In 1940 Sophie married Cosmo Rawlins, a member of the staff of the Bank of England and a distant cousin, who shared her historical interests. Following her mother’s death, Sophie and her husband moved into the family home. She carried on the tradition of hosting the Annual meetings of S&DN&Q, having replaced her mother on the Committee long before her death. In 1968, she became the Committee’s first Chairman, a post she held until replaced by N.R. Peers in 1992. From 1996 until her death, she was its Patron.

Sophie was an active members of SANHS, serving on the Council, and as a Trustee. She was President in 1964 and her record of membership spanning some 80 years must rarely have been equalled. Sophie also served on the Council of the Somerset Records Society (of which her father was a founder member) and was involved in editing two of the volumes. Amongst her many publications were papers on Dr George Harbin, and Newton Surmaville, and important works on both the Members of Parliament for Somerset and the High Sheriffs of the county, all of which appeared in the volumes of the Proceedings of the Somerset Archaeological and Natural History Society. As early as 1950, Sophie’s endeavours earned her election as a Fellow of the Society of Antiquaries of London. Her many talents extended to the publication of just one historical novel, Kay of the Hills, under her second name, Wyndham Rawlins.

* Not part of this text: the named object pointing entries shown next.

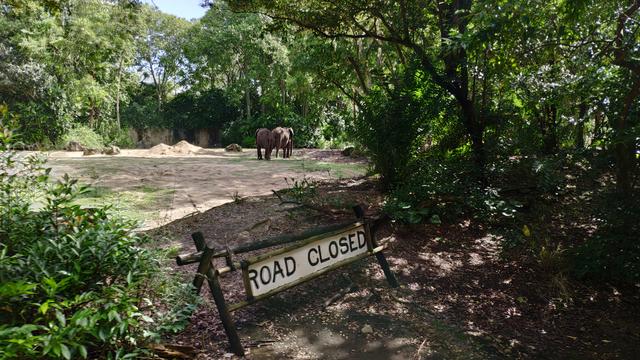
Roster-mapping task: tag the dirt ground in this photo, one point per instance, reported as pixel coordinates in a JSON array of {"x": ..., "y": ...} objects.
[
  {"x": 157, "y": 189},
  {"x": 458, "y": 298}
]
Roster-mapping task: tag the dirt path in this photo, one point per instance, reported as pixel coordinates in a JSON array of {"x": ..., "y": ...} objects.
[
  {"x": 158, "y": 189},
  {"x": 370, "y": 321},
  {"x": 458, "y": 299}
]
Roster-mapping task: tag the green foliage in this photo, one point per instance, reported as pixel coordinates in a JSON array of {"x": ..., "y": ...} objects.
[
  {"x": 446, "y": 189},
  {"x": 394, "y": 119},
  {"x": 613, "y": 253},
  {"x": 70, "y": 278},
  {"x": 302, "y": 190},
  {"x": 83, "y": 135}
]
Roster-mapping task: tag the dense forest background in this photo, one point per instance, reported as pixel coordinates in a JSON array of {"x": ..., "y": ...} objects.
[
  {"x": 521, "y": 117},
  {"x": 480, "y": 85}
]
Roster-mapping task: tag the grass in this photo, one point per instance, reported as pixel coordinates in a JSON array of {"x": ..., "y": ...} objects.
[
  {"x": 140, "y": 203},
  {"x": 338, "y": 170}
]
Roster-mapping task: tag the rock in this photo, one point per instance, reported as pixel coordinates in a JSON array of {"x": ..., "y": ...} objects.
[
  {"x": 348, "y": 151},
  {"x": 244, "y": 236},
  {"x": 233, "y": 147},
  {"x": 112, "y": 150},
  {"x": 88, "y": 152},
  {"x": 74, "y": 146}
]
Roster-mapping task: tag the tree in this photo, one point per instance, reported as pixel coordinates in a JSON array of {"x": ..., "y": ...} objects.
[
  {"x": 432, "y": 31},
  {"x": 160, "y": 57}
]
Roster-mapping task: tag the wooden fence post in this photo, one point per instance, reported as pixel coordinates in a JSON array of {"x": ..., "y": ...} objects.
[
  {"x": 216, "y": 291},
  {"x": 382, "y": 260}
]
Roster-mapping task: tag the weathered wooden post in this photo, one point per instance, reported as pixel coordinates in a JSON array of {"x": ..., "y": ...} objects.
[
  {"x": 382, "y": 260},
  {"x": 314, "y": 252},
  {"x": 205, "y": 268}
]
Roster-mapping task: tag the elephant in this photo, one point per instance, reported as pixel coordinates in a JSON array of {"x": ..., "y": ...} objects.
[
  {"x": 264, "y": 139},
  {"x": 283, "y": 140}
]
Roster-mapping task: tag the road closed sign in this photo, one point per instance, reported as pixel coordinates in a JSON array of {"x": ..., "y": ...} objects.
[{"x": 286, "y": 267}]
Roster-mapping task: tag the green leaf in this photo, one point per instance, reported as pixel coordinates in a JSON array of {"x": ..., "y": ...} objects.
[
  {"x": 44, "y": 307},
  {"x": 83, "y": 351},
  {"x": 61, "y": 318},
  {"x": 65, "y": 351}
]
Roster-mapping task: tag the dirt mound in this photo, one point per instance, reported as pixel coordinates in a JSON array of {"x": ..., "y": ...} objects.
[
  {"x": 160, "y": 149},
  {"x": 181, "y": 148}
]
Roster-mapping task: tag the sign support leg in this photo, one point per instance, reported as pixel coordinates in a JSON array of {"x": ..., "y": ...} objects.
[
  {"x": 218, "y": 297},
  {"x": 382, "y": 260}
]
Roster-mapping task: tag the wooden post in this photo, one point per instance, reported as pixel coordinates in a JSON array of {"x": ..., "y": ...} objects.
[
  {"x": 382, "y": 260},
  {"x": 216, "y": 291}
]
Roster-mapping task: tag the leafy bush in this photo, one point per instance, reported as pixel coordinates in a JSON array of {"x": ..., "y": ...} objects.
[
  {"x": 394, "y": 121},
  {"x": 445, "y": 188},
  {"x": 83, "y": 135},
  {"x": 613, "y": 253},
  {"x": 71, "y": 279}
]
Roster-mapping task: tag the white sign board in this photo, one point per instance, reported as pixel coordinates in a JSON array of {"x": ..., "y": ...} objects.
[{"x": 284, "y": 268}]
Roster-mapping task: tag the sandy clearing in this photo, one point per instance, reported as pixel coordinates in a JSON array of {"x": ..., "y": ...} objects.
[{"x": 199, "y": 182}]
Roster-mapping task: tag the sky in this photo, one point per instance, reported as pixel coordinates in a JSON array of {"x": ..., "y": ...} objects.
[{"x": 187, "y": 9}]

A rather different role was Sophie’s hereditary position as Patron of the Living of St John’s church in Yeovil, which in the fifteenth-century had been vested with Syon Abbey in the fifteenth century and with the Lords of Hendford before that. The death of this remarkable lady has brought to an end a long chapter in local history at Newton Surmaville, stretching back to the early 17th century.